• Home
  • |
  • Blog
  • |
  • Step-By-Step Procedure To Install Splunk On Linux Server
How to Install Splunk on Linux Server

If you have ever been part of any organization, you know how many assets an organization has. It’s a lot right: laptops, desktops, servers, access points, network switches, routers, firewalls, telephones, printers, biometrics, cameras, CC TVs, and these a tons of applications, services, software, interfaces to operate the organization. Let’s take a small device like Biometric, which captures access information whenever someone swipes to log in or log out. Imagine, just a small device like Biometric generates how much data. Then, imagine the amount of data will be generated by all the assets in an organization. The biggest challenge comes that how to process the data? How to extract the required information for a large chunk of data? How to analyze the data to extract. The solution to this problem is lice in a good analytics tool. Splunk is one of the popular tools in the data analytics landscape. However, you should need to install and configure Splunk to make use of it. Let’s see how to install Splunk on a Linux platform.

What Is Splunk?

Splunk is a log analyzer tool that takes all the machine data as input and lets the analyst query the data on its web interface. Splunk is most likely used to search, analyze, monitor, and visualize the machine data generated by workstations, servers, applications, appliances, sensors, and other assets. Splunk application is developed by Splunk Inc., an American technology company based in San Francisco, California. Splunk has a variety of products for different applications. Check out the products page for more information.

Components Of Splunk:

All right, Before we jump into the installation, it is much required to know about its architecture. Let’s learn about Splunk architecture. So we’re going to take an approach to just look at it from a high level.

Splunk has three core components: Indexer, Forwarder, Search head. So let’s jump right into that.
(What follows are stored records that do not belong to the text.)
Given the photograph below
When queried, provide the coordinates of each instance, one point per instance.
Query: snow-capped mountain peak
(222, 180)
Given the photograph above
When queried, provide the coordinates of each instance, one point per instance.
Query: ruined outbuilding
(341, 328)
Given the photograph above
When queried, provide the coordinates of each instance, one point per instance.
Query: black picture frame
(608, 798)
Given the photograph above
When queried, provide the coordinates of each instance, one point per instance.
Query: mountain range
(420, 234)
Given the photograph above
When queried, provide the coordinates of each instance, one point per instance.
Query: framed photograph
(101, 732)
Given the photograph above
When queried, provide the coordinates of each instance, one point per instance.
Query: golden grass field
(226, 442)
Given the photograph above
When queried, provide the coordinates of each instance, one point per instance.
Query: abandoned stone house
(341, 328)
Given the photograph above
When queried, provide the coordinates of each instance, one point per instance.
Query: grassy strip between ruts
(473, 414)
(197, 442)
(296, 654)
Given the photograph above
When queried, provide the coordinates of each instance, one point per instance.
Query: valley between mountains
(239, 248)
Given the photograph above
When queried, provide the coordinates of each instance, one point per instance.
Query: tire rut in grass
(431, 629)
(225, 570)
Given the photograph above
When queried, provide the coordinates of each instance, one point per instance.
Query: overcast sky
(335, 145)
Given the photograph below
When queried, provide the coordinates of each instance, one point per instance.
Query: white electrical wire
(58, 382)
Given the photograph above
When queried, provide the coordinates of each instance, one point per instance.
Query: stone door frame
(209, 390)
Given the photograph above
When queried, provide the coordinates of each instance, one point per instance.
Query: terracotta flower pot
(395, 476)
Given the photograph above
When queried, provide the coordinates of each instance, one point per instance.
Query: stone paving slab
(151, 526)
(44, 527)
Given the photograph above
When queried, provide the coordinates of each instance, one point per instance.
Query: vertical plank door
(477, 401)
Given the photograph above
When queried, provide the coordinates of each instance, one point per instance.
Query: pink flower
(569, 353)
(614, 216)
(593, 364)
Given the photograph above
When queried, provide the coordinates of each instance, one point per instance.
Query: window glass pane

  1. Splunk Indexer: Splunk indexer is the secret sauce that actually puts your data or your log files in a searchable fashion. The index is what’s going to receive the log files and index those logs so that they can be searched.
  2. Splunk Head: Search head is a user interface where the Splunk users, and mostly even the administrators, are going to be using and configuring. This will be the graphical interface where you’re going to go in, write your queries, create message alerts, do a lot of the Splunk administration, and also, it’s going to be what you think is really the Splunk environment. So you’re going to be interacting with a search head and the search environment on a daily basis.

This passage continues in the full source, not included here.